“Where does one recycle in Chicago?” Having been asked this earlier today (and many other times, as well, not to mention having asked it myself even years after arriving here) I thought a thorough post on the topic might be in order.
For anyone who’s experienced another city’s recycling program, Chicago’s recycling may generally appear both invisible and ineffective. That’s because it is. The Chicago Recycling Coalition published a paper this past spring surveying various U.S. cities programs showing not only that Chicago’s recycling is barely existent (only 13% of households participate, and only 10% of collected recyclables actually are turned into new goods) but that the general argument that it is less expensive than other city recycling programs isn’t true. The Coalition is working to convince the city to put a new system in place. I’ve heard rumors that new systems are being tried in a few select neighborhoods, but I haven’t heard anything else about plans for trying something new citywide.

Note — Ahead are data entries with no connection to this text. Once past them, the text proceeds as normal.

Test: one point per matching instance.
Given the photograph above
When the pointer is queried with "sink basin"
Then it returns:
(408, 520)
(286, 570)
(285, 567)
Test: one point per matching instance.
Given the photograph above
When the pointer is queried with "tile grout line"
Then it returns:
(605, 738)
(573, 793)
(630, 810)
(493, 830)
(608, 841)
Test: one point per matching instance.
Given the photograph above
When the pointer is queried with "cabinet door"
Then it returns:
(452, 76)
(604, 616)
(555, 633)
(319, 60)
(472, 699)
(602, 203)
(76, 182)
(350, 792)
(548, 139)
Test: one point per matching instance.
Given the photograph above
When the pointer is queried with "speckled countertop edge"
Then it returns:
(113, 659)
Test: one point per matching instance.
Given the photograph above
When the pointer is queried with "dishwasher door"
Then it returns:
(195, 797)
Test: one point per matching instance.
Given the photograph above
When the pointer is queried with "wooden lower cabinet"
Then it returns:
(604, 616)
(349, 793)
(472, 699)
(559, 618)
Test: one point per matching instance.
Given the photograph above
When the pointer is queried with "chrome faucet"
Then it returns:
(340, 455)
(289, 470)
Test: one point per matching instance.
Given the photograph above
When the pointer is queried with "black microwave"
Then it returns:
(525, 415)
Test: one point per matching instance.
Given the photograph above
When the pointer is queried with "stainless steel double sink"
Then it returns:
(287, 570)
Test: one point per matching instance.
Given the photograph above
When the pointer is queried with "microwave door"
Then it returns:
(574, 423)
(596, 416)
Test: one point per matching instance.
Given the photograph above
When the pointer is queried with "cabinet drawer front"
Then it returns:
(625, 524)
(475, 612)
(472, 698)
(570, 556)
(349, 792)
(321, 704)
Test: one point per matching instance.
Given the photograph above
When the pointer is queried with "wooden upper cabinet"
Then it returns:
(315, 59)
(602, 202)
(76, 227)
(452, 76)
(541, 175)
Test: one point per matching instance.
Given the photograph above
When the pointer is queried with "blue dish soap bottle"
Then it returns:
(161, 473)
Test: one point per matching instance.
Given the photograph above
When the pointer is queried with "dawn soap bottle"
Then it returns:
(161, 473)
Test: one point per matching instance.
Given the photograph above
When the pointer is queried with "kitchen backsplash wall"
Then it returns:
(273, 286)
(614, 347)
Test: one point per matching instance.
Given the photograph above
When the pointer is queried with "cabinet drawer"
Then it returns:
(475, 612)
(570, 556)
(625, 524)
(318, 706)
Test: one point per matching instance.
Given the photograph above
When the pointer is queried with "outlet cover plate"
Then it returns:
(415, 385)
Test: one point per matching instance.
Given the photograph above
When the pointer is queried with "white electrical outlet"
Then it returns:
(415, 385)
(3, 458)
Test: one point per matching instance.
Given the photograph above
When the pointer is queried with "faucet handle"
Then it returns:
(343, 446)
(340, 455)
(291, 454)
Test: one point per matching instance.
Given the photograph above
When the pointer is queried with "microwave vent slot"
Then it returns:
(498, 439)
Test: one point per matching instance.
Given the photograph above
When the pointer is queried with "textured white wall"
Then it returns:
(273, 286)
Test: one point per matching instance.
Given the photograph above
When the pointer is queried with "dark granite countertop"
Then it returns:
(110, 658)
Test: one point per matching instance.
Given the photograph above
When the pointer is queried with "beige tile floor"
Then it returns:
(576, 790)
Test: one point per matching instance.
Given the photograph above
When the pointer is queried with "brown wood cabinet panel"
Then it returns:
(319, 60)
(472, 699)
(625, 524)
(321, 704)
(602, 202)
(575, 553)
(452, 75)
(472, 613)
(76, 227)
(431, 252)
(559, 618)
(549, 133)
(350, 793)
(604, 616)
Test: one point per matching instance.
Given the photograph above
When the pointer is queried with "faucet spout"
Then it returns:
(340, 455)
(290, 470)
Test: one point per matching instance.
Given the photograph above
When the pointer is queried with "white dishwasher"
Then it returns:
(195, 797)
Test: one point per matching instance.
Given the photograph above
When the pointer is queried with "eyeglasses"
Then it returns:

So, what do you do in the meantime?
You may be lucky enough to live in a building that contracts a company to dispose of not only garbage but of recyclables, in which case, use any provided bins they give you; contact your landlord for the specifics of what to separate from what and where to put it if it’s not clear. If you don’t hear anything from your landlord when you first move in (though city ordinance requires them to inform you about recycling in your building, I have yet to hear of anyone who has actually thus been informed) call just to verify that there aren’t bins somewhere you haven’t seen (and to ask why they didn’t tell you about them in the first place).
If you live in an apartment building that lacks any sort of formal recycling (read: if you live in a K&G apartment in Hyde Park) then you have two options. Either you can collect your goods yourself and haul them to a recycling center to make sure they are properly disposed of (see the websites below for addresses), or you can trust your luck and participate in the city’s Blue Bag program. Blue bags are exactly what they sound like. They’re a blue version of your regular garbage bag, and you’ll find them at the store right next to the regular ones. If you don’t want to pay for them, we got ours for free by participating in the exchange program they have set up every year after Christmas: you take either a bag of recyclables or a Christmas tree to a local park for recycling, and in exchange you receive a year’s supply of blue bags.
Once you have them, the process is pretty simple. The only sorting that happens is separating the paper from everything else. Paper in its own bag; glass, plastic, tin and aluminum in another. (If you actually have a yard and yard waste from it, this too can be collected in a third bag.) Once the bag is full, tie it up, and put it in your dumpster with the rest of the garbage. YES, I SAID PUT IT IN WITH THE REST OF THE GARBAGE. Does it sound unintuitive? That’s because it is. Supposedly everything is routed to a sorting center and the recyclables taken out, but I’ve heard numbers reporting that only 1/3 of garbage trucks actually go there, whlie the rest head straight to the dump.
Why actually participate in recycling if it may just be thrown away anyhow? I think of it like this: if I recycle my goods like the city tells me, and they aren’t recycled, then it’s the city’s fault, whereas if I don’t bother even trying, then it is me, and not the city, that is morally reprehensible for being so wasteful. (Yes, I do think we have a moral obligation to recycle.) And it’s entirely possible that my trash will be in the 1/3 that makes it through the process and is actually recycled. And more generally, if they don’t see people making use of the system they have in place now, what’s to convince them that people will put the effort into some other type of system? So if you aren’t recycling already, please, make the effort to start (and while you’re at it, email Mayor Daley – MayorDaley@cityofchicago.org - and say you want a better way to do it.)
Here are some general sites about Chicago recycling, including lists of recycling centers where you can drop things off yourself:
The Resource Center (drop-off sites)

My great frustration was late at night, seeing maintenance staff at the Reg combine the paper in the recycling bins with the regular trash. Anything that can be done about that?
I feel (along with many I would guess) that the University ought to be held to a higher standard of global responsibility than, say, Mayor Daley.
I’ve definitely seen the same thing – I tried to ask someone about it once, only it turned out he really only spoke Polish and didn’t understand what I was saying.
However, my current office gets cleaned in the morning, and several times when I’ve shown up early enough I’ve seen them empty the recycling into a different bag. So maybe they’ve fixed that after enough complaints (I wrote a rather lengthy comment about it in the last user survey the library conducted).
The rather young UofC Sustainabilty Council (founded in 2004) supposedly exists to help create principles and policies for the University on its environmental responsibility, so hopefully in the near future we will see more rigorous standards.